I took Meeko (my frist hedgie) to the vet last year for a lump in his leg and a sore on his side. She checked him, determined he had mites from one of his previous owners (he had been passed around a few times before I rescued him) and said that it was causing an infection which was likely what the lump and sore were from. She prescribed one crushed cirpo pill in Karo syrup at 0.2cc twice a day. She said she thought he was likely 3-5 years of age. 

When I rescued him he was on hard kibble and I had to switch him to apricot and mixed fruit baby food (his choice as he's picky) mixed in with his same kibble that soaks in water to become moist as he lost some main chomping teeth before I had him and immediately after I go him (he was poorly cared for and apparently none of his previous owners had noticed he'd been choking on his hard food).
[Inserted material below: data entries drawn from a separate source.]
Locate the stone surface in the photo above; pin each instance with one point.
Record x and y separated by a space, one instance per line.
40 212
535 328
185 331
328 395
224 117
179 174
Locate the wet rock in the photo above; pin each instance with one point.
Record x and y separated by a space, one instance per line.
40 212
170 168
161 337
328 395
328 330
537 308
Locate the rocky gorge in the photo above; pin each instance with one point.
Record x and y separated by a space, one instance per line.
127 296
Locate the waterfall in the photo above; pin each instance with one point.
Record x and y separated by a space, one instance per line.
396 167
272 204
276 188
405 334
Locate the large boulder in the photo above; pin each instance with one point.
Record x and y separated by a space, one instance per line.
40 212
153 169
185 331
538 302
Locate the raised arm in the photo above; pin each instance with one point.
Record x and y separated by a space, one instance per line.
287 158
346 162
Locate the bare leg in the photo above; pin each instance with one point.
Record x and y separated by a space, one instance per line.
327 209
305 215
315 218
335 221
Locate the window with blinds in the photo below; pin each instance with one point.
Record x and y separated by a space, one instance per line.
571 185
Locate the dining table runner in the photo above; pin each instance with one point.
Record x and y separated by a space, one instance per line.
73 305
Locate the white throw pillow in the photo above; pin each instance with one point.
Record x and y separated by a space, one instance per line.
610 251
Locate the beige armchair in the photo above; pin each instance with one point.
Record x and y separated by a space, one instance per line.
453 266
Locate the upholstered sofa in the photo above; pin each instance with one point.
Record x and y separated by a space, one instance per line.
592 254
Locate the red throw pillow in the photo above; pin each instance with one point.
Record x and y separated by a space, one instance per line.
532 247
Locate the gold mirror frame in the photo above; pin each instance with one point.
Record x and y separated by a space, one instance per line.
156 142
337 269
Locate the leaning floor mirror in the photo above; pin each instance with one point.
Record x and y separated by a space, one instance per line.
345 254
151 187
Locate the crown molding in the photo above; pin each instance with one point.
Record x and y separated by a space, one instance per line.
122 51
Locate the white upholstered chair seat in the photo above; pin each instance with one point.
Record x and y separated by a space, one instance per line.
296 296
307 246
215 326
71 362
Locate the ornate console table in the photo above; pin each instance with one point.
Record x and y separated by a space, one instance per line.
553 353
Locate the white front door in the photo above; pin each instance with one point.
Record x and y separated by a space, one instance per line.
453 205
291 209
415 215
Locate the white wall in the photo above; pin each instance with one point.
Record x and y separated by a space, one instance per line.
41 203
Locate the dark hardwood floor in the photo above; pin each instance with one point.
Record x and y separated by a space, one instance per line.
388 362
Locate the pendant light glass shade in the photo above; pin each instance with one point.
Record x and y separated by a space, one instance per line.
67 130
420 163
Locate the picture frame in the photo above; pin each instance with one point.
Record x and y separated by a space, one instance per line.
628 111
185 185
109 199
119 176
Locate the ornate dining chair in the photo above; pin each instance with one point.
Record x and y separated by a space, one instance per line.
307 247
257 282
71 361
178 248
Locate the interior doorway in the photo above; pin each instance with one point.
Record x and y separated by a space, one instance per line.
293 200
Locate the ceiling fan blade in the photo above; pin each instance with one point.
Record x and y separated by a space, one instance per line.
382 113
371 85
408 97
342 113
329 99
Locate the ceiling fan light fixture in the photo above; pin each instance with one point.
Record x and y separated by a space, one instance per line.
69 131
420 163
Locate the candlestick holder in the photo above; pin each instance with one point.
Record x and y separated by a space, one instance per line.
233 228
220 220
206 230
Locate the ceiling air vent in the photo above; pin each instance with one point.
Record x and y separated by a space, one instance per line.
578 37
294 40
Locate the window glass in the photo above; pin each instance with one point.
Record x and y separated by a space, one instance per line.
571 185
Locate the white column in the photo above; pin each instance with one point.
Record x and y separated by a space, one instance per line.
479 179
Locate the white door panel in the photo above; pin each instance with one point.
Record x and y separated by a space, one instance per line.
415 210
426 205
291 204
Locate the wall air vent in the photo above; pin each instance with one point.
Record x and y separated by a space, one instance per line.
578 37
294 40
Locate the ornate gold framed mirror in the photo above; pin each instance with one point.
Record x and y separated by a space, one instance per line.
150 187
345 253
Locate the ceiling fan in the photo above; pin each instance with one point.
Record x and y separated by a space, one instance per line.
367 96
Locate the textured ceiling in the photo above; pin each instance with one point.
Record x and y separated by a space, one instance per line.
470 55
Anyhow, I questioned the vet about the sugar when she prescribed it as she thought he was older and I was worried about him handling it as well, which after I started reading some of the posts on here, I realized my instinct was right and I likely should have never done it. 

I was supposed to check with the vet after 3 weeks of antibiotics so she could tell me where to go from there since if they were working, then a sedation and biopsy wouldn't be necessary. They worked, but the vet wouldn't respond to me through email or phone, so I wasn't sure what to do. I continued his antibiotics until the lump was no longer immediately visible and then weaned him off. Sadly, I apparently stopped too soon because it wasn't long before the lump came back. His mites were cleared, and the sore was only an ingrown quill which I removed, but I still couldn't get back in touch with the vet and I really didn't want to sedate him if it wasn't necessary.
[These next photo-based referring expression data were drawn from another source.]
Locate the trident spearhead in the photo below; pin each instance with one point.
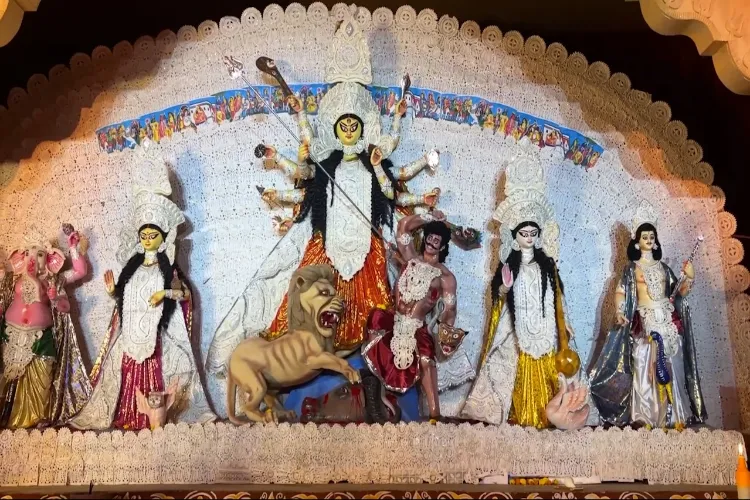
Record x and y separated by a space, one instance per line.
234 67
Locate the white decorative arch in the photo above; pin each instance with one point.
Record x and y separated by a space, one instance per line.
56 171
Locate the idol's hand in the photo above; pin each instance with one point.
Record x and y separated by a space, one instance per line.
401 107
83 244
689 270
109 282
303 153
270 195
294 103
157 298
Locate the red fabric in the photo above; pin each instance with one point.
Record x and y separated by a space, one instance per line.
379 356
146 377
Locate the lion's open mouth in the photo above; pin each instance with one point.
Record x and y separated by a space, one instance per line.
329 319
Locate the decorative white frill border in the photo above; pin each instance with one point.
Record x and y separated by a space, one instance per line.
309 454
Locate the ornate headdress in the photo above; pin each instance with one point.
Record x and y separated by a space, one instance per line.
645 214
349 68
152 206
525 200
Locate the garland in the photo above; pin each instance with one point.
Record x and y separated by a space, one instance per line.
233 105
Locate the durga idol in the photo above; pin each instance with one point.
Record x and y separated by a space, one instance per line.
338 224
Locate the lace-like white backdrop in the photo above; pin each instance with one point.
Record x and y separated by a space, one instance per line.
230 232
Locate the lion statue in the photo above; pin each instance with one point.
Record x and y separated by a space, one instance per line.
261 368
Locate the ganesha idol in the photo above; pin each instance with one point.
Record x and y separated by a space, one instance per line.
43 381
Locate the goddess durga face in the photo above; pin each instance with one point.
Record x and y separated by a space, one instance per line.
349 130
647 241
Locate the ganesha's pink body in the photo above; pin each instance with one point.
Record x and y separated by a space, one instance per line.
38 313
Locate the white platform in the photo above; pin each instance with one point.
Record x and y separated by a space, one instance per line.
289 454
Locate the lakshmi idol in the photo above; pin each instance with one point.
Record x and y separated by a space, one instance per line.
43 380
518 373
647 373
344 202
147 352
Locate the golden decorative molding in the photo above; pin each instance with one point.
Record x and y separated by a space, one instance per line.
11 15
719 28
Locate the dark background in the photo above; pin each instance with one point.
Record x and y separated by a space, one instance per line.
612 31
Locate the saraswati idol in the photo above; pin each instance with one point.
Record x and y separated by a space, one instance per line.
346 192
147 351
647 373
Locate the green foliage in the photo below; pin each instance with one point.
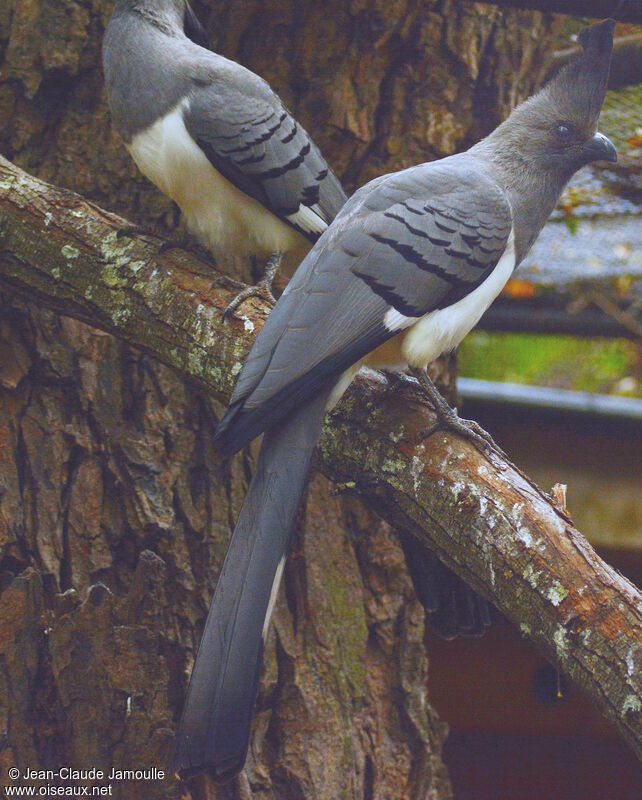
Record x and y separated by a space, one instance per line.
565 362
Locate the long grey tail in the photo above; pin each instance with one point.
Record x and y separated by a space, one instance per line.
215 726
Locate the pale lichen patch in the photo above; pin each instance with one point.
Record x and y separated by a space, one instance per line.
559 637
631 703
69 252
556 593
247 323
524 535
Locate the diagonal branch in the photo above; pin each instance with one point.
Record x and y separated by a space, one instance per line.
484 519
620 10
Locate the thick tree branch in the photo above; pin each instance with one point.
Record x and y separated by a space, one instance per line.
486 521
620 10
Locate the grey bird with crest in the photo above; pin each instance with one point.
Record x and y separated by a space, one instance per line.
406 269
214 137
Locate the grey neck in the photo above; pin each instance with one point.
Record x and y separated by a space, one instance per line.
166 15
533 191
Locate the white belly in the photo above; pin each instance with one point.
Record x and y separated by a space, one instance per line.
225 220
441 331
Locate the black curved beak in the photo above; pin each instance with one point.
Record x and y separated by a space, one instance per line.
601 148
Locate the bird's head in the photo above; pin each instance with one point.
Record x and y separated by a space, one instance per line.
556 129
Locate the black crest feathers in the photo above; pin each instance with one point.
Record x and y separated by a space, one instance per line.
578 89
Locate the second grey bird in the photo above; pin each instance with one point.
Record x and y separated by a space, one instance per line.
405 271
213 136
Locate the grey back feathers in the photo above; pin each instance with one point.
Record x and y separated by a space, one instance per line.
547 138
152 67
411 243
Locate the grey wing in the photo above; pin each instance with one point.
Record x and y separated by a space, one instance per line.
250 137
411 242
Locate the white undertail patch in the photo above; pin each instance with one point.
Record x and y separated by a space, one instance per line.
273 595
441 331
224 219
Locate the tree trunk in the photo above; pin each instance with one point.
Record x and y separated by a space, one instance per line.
114 512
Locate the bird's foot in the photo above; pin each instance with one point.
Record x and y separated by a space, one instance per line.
262 289
449 419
I let him rest it and that was no help so since I had the antibiotics still, I started them again, same dosage and all. I know that cipro can cause loss of appetite and lethargy but it hadn't done so too bad last time so I thought it would be okay. He was on them for two weeks and long behold, those symptoms started. He also had weight gain from not being as active. I stopped the sugar after trying to wean him off, though rather quickly, and now it's going on his third day of not eating. He has still had some bowel movements but not nearly as much from not eating. I take him out to exercise but his breathing seems labored and so because he's unstable, I don't want to force him on the wheel or anything. I have him run around and play in his tunnel but I feel bad because he tires so quickly and has so much trouble. He needs the medicine, but the sugar was just too much and I don't want to mix it into anything else yet (or possibly ay all) until he gets his appetite back. I feel like I gave my baby Diabetes or something!! 
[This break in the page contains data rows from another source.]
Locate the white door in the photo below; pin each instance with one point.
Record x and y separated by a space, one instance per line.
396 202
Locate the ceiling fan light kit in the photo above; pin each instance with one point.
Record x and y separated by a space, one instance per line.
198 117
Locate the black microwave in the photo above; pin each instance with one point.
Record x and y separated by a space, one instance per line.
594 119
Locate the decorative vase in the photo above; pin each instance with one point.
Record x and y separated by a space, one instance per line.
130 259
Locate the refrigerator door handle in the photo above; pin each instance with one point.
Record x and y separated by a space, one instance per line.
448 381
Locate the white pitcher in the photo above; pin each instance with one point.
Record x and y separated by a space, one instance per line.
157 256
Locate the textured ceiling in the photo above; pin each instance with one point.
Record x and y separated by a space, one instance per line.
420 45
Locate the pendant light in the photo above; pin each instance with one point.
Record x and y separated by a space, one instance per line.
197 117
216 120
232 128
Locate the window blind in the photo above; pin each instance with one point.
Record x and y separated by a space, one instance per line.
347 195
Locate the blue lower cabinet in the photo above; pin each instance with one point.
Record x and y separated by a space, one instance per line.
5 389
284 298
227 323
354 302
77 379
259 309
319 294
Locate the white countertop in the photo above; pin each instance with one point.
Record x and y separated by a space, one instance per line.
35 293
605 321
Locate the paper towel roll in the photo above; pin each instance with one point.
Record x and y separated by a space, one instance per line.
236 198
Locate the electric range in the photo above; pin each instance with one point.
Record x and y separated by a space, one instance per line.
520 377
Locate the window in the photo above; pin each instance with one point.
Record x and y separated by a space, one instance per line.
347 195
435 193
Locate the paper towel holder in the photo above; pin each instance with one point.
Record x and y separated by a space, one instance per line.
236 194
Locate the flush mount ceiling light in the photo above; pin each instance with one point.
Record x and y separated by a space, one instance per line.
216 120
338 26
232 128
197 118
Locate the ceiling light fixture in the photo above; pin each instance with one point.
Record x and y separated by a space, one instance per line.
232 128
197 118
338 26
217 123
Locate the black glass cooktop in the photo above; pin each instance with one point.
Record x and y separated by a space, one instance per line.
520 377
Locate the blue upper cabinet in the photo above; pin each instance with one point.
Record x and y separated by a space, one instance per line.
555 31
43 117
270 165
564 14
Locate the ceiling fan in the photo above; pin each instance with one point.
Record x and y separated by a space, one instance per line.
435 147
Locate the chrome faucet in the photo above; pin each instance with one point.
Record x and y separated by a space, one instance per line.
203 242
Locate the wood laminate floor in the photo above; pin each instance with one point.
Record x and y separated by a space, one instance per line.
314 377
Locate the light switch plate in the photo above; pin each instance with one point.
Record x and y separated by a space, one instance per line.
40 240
My family isn't being much help at all because they just keep saying maybe he's just giving up, maybe he's just choosing his time since when animals quit eating that's sometimes what happens, but I just don't want to hear that yet. I don't want to think that life sent me two new souls only to take my eldest one. He is my angel, the sweetest little gentleman and I just keep thinking that I should have gone with my first instinct. He drank water a day ago and I just got him some pedialyte. I picked up some sweeter baby foods to try and entice him, which I'll try tonight but I just want to break down and cry. I don't know what else I could do. I know the exercise is good and that the lump shouldn't be too serious since the antibiotics worked but I'm thinking I'm going to have to take him either way just to get something better, or liquid, or with an anti-inflammatory or something. I don't even know what I'm asking exactly at this point, just if anyone has any advice I suppose. If I take him to the vet again, I'm not going to the same one since she wouldn't help me through things by contacting me back. My mind is just all over the place. I don't even want to sleep because I just want to see him get up and try more, or eat, or drink...


----------



## ceopet (Sep 20, 2013)

Do you happen to have any wet cat food on hand? like presription science diet a/d? I think even crappy junk wet food would be better than him not eating anything. 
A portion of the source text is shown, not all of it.